Published:  06 February 2020

An Australian-first clinical trial is aiming to reduce representations to emergency departments by providing alternative treatments to people with non-cardiac chest pain.

Every year, hundreds of North Queenslanders present to Townsville University Hospital with non-cardiac chest pain with national research showing about 10 per cent return to hospital with chest pain within a month.

Director of Psychology and principle investigator Vidula Garde has begun recruiting to a trial that will look at determining whether supporting these patients with psychotherapy will assist in improving quality of life and reduce the rates of representations to ED.
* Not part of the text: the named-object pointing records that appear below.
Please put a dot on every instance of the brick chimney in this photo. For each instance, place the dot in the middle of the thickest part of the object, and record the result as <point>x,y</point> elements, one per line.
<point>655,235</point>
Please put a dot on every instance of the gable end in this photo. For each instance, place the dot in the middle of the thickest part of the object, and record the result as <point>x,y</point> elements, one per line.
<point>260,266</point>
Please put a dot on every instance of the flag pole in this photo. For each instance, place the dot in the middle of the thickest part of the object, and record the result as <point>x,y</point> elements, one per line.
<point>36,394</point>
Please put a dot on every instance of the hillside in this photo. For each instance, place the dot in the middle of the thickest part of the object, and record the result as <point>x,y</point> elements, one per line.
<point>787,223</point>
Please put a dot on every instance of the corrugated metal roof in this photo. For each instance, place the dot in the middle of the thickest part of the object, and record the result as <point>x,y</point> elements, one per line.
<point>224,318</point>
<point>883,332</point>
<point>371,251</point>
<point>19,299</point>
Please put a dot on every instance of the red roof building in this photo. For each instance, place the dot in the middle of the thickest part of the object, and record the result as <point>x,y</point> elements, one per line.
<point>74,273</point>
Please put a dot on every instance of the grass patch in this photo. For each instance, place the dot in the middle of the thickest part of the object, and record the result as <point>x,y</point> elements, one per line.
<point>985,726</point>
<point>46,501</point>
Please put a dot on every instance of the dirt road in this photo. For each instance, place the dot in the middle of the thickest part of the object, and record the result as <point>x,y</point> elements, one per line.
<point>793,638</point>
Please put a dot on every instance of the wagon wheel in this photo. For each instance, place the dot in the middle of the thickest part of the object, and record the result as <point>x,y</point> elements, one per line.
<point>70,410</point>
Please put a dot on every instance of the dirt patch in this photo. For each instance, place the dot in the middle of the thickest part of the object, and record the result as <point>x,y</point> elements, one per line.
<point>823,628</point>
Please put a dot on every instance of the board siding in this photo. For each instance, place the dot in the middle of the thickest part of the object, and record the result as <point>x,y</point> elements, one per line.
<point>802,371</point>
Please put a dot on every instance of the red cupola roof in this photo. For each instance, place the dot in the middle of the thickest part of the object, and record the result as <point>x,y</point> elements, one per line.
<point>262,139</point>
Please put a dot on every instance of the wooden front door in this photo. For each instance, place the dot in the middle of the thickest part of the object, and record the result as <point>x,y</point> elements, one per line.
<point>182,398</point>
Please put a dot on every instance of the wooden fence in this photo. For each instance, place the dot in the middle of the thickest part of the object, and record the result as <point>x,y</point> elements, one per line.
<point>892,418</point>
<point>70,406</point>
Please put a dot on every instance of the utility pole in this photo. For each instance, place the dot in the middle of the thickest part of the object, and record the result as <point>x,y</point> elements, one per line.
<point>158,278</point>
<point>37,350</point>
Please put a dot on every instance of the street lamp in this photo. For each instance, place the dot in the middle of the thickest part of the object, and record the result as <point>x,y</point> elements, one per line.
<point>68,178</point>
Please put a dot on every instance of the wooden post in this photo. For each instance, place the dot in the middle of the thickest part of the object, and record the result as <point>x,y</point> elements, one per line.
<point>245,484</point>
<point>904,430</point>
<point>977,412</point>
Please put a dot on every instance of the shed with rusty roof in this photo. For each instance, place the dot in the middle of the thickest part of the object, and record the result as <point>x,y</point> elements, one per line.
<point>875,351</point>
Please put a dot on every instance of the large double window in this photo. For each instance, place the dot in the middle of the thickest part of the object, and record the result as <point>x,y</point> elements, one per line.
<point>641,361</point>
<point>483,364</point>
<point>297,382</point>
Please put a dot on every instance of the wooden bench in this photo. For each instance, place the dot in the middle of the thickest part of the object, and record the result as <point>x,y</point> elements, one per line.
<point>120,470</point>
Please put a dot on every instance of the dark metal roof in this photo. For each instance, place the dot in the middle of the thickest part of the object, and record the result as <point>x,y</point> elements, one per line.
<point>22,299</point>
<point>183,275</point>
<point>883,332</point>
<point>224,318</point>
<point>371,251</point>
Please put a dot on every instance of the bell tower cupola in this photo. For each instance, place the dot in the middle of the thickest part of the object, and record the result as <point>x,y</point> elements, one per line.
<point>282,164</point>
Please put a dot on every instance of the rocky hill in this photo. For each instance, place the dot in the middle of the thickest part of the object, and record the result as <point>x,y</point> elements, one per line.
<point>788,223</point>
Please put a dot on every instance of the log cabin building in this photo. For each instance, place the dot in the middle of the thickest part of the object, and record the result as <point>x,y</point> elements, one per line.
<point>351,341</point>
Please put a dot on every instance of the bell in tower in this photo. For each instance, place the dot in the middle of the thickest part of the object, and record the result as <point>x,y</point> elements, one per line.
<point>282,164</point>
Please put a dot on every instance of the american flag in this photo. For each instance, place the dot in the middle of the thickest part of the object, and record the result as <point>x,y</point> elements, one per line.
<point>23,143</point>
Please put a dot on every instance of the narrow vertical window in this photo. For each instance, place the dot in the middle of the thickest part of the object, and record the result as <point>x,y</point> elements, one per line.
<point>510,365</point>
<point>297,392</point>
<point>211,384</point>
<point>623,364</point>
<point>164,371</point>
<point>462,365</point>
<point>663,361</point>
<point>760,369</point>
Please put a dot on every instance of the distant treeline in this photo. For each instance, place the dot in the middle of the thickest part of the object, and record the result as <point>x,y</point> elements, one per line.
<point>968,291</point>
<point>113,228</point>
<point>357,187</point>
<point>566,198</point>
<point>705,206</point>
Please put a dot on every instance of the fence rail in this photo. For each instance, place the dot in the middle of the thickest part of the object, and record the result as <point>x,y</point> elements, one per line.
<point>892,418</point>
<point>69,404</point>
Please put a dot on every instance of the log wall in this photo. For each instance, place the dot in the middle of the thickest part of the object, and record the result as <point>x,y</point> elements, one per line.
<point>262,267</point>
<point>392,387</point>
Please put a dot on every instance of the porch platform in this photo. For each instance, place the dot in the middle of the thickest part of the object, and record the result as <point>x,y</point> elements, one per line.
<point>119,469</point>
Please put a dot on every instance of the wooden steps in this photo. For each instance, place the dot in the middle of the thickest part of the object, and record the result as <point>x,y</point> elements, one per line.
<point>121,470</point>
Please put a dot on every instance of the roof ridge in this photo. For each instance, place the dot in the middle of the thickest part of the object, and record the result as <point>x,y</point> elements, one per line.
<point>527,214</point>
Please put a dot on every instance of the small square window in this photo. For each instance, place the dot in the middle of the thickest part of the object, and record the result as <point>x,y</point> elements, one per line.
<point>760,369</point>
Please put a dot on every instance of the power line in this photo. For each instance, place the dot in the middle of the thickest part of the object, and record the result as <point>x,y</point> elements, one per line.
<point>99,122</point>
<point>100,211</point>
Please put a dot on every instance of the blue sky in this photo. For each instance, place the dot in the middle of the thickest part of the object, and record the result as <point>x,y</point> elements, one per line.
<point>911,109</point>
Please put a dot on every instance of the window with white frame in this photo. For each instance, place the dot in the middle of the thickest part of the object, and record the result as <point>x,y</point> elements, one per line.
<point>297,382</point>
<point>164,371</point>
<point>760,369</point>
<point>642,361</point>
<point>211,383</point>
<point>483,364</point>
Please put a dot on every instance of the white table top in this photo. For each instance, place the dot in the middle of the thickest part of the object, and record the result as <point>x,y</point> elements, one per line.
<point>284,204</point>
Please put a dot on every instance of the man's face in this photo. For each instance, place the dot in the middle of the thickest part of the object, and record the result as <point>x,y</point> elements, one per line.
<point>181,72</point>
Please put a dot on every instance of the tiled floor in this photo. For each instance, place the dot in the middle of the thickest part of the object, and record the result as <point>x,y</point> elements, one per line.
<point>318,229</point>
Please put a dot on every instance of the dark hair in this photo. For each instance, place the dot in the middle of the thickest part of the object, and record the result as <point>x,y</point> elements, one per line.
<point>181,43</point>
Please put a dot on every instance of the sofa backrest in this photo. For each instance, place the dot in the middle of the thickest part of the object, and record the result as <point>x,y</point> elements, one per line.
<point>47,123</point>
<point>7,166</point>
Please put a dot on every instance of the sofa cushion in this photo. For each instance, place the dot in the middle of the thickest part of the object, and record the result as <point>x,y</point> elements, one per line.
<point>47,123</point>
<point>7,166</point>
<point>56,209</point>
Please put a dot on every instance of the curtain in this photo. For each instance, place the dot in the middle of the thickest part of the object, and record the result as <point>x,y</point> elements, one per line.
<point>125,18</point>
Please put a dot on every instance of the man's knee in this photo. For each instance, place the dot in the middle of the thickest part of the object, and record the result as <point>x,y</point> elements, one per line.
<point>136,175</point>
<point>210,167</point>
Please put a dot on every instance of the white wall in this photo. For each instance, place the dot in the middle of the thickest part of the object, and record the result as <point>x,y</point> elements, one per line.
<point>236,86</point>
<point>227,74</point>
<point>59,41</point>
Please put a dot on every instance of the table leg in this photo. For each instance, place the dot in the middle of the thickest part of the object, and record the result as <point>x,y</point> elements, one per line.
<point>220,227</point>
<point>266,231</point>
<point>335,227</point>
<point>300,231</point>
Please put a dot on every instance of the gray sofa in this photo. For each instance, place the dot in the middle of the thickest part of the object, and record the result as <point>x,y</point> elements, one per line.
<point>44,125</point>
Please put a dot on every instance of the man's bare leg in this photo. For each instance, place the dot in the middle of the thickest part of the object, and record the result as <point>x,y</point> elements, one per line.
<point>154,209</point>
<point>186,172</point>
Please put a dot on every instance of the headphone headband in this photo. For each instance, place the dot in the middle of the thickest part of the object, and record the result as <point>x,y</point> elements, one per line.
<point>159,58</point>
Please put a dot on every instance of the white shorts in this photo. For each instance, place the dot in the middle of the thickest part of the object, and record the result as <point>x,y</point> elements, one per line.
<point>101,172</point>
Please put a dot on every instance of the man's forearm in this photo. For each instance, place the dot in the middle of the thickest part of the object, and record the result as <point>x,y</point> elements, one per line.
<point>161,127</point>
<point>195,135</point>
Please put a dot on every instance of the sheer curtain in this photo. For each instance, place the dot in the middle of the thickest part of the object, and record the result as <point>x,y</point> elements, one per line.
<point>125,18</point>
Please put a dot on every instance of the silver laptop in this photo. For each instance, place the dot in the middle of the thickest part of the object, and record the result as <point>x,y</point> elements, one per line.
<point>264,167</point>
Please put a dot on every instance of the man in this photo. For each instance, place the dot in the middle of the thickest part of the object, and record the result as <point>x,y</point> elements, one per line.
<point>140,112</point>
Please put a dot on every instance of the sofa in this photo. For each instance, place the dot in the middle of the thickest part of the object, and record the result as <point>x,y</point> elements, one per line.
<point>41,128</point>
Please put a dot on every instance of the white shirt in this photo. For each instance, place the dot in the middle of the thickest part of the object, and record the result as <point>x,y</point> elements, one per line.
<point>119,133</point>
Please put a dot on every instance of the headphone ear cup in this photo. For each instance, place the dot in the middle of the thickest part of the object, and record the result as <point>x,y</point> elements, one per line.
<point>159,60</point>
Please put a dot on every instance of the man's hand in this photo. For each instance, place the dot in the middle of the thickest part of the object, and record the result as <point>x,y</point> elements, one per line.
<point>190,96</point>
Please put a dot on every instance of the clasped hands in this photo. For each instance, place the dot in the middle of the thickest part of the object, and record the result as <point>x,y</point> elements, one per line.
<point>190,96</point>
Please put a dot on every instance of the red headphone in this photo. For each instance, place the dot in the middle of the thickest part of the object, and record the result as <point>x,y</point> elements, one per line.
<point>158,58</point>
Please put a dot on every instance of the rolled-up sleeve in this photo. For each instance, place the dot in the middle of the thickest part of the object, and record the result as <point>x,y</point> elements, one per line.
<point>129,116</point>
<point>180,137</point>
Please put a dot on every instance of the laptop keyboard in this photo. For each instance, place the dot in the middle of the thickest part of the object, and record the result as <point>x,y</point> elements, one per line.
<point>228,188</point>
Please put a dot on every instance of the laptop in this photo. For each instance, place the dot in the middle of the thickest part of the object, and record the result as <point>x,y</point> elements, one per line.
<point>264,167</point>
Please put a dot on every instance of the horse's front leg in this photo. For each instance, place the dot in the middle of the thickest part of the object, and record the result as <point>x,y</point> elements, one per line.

Ms Garde said chest pain was among the top five reasons for people presenting to emergency departments and were broken down into two broad categories: cardiac (heart related) or non-cardiac chest pain.

“What we know is that psychological conditions such as high anxiety and depression can be underlying causes of non-cardiac chest pain,” she said.

“Through this study we want to determine whether there is a benefit in offering these people psychological intervention in a hope of addressing the underlying psychological cause of their chest pain.

“If this trial is successful it has the potential to not only improve the quality of life of thousands of people but will also free up capacity in our emergency departments by reducing repeat presentations.”

Ms Garde presented her research at the Australasian College of Emergency Medicine in Hobart in December 2019.

The research has received $47,000 through the Townsville Hospital and Health Service’s Study, Education and Research Trust (SERTA) research funding program.

The project is recruiting until June looking for 40 patients to receive six psychotherapy sessions and a further 40 to act as a control group.

Preliminary findings are expected by the end of 2020.